In a slightly modified version of the original trust game, we asked both subjects simultaneously to send or keep Pound 10. If at least one chose to keep the money, both got Pound 10. If both sent the money to the other, one of them was picked at random and allowed to keep the Pound 30 or share it equally.

Here, one might expect that even completely selfish people without any guilt aversion would choose to send money, simply because they can expect (around half the time) to get the larger sum of Pound 30.

We ran our experiment in a garment factory in Pakistan, as we were inspired by a form of credit widely used in that country, in which people combine their savings. They are then able to withdraw varying amounts from that sum of money to pay for things like sending a child to school or starting a small business.

The whole system relies on cooperation.
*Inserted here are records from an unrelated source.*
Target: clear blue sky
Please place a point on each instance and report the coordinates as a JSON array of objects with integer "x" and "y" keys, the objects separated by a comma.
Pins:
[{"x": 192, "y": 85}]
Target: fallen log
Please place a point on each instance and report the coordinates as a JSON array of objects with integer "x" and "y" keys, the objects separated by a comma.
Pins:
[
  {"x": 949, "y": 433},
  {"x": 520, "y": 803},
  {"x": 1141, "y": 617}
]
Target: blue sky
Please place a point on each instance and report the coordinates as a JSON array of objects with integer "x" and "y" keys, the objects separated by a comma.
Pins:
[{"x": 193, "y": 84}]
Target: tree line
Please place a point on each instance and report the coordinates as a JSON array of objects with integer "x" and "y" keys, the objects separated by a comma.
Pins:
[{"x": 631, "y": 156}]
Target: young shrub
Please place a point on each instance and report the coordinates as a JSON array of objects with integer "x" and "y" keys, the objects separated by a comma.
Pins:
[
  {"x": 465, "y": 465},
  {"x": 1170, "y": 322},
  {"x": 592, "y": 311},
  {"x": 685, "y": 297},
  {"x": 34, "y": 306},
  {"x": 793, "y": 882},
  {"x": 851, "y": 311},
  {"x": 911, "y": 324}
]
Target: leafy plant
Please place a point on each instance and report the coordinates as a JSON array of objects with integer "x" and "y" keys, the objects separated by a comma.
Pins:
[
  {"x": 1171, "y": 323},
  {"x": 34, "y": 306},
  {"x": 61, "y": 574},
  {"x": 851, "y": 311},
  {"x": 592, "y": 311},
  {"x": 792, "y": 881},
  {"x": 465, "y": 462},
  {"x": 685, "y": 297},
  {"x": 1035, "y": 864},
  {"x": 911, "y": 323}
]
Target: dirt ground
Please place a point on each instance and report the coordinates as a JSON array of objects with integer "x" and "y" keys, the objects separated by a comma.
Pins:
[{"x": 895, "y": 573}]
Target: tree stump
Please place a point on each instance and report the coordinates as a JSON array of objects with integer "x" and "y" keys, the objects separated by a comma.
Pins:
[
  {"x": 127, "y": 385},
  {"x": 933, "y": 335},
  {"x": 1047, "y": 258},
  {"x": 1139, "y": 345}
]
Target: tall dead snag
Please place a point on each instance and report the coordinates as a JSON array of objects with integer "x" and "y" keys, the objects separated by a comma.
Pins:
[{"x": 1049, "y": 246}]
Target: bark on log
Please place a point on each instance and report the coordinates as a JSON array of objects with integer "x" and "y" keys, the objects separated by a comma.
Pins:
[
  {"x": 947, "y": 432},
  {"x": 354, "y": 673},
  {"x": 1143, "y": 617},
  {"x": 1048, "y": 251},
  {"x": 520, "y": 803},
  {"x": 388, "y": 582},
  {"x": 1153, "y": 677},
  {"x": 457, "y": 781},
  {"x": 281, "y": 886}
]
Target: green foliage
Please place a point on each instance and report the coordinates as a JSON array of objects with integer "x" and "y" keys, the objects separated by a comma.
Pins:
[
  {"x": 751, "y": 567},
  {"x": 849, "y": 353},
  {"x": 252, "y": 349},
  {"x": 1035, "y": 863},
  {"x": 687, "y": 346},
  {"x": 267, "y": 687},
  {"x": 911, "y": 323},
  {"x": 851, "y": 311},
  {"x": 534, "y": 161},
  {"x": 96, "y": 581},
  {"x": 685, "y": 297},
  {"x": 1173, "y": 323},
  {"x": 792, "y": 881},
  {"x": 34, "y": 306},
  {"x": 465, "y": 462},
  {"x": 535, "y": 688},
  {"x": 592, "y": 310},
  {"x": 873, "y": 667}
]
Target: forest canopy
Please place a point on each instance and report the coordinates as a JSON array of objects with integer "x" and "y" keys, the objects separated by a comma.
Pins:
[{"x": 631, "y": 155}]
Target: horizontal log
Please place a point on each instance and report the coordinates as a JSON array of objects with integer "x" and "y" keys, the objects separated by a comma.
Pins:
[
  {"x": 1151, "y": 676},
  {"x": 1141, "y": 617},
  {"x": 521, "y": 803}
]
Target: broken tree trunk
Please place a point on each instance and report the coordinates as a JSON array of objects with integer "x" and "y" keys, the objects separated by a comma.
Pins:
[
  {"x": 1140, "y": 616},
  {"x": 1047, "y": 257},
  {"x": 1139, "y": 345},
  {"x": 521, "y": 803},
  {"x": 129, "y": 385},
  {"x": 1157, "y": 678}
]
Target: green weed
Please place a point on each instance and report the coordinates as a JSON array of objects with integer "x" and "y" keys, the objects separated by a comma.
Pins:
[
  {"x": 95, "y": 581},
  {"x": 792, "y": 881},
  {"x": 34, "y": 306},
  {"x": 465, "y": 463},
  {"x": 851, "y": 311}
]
If one person decided to betray their fellow contributors and run away with all of the money, it would be the end of the project for everyone.

Read more:

Why Judas was actually more of a saint, than a sinner

In our experiment, our subjects chose to share the Pound 30 around 70% of the time, even more than the 55% who did so in the original trust game experiment we ran at the same time. Overall, we found that the initial option to both send money creates a sufficiently large sense of loyalty to encourage further cooperation. This effect is higher when subjects were in a room of workers they knew - even if the actual co-player remained anonymous.

And maybe most of us have learned the social benefits of not betraying our fellow human beings. That's why it's fairly rare, and why stories of betrayal stand out.

Maybe Judas knew this too. And some people have decided to give him the benefit of the doubt.

The apocryphal Gospel of Judas for example, casts Judas as an Easter hero, without whom there would be no Christianity. And in his short story Three Versions of Judas, the Argentinian writer Jorge Luis Borges suggests that the disciple's act was a vital part of a divine plan, which he carried out despite realising that in doing so he would become history's ultimate villain.

From that perspective, perhaps the kiss of Judas could come to be seen not as an act of betrayal but as the ultimate act of selfless cooperation.